Daniel a appelé ma mère, qui s’est dépêchée de venir le rejoindre. Ensemble, ils ont attendu mon réveil pendant quatre heures. Le diagnostic : rupture de grossesse ectopique tubale. En d’autres mots, la grossesse a eu lieu dans ma trompe de Fallope gauche et non dans l’utérus, puis elle a éclaté avec la pression. Ils ont sauvé le côté droit, mais ont enlevé le côté gauche de mon système reproducteur et ont dû me faire quatre transfusions sanguines avant de me stabiliser.
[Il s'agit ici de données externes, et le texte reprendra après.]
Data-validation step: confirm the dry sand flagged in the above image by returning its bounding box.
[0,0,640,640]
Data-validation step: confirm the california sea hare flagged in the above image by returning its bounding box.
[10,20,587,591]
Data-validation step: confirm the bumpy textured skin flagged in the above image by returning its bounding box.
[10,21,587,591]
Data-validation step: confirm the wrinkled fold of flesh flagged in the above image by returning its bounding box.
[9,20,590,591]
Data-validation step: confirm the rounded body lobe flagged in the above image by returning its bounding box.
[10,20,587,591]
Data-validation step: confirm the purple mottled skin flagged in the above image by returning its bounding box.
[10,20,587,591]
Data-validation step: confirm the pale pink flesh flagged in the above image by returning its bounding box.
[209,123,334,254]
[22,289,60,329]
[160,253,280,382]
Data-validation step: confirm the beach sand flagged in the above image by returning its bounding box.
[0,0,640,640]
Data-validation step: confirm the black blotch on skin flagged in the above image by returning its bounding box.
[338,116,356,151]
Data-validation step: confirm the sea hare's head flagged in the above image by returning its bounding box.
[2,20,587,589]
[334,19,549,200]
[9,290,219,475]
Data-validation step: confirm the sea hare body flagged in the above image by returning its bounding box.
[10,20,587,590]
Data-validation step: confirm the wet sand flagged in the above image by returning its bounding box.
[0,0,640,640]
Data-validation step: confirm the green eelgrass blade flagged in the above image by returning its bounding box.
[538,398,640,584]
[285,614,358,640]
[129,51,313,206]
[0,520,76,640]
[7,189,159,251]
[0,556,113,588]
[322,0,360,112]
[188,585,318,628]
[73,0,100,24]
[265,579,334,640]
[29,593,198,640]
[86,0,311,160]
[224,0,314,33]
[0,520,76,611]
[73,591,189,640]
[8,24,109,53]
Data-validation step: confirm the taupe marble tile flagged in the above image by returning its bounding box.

Tout s’est bien passé, l’opération est une réussite et mon corps accepte à merveille le nouveau sang. « Question niaiseuse, madame l’infirmière : suis-je toujours AB+ après m’être fait remplacer tout mon sang? », dis-je avec une « bousse chèsse ». On me confirme que oui. Fiou! Je vais pouvoir continuer de faire suer l’peuple avec mon titre de receveuse universelle. On m’informe aussi que je pourrai aller passer le temps des Fêtes chez nous. « Joyeux Noël! » me lance l’infirmière. On est le 21 décembre 2019.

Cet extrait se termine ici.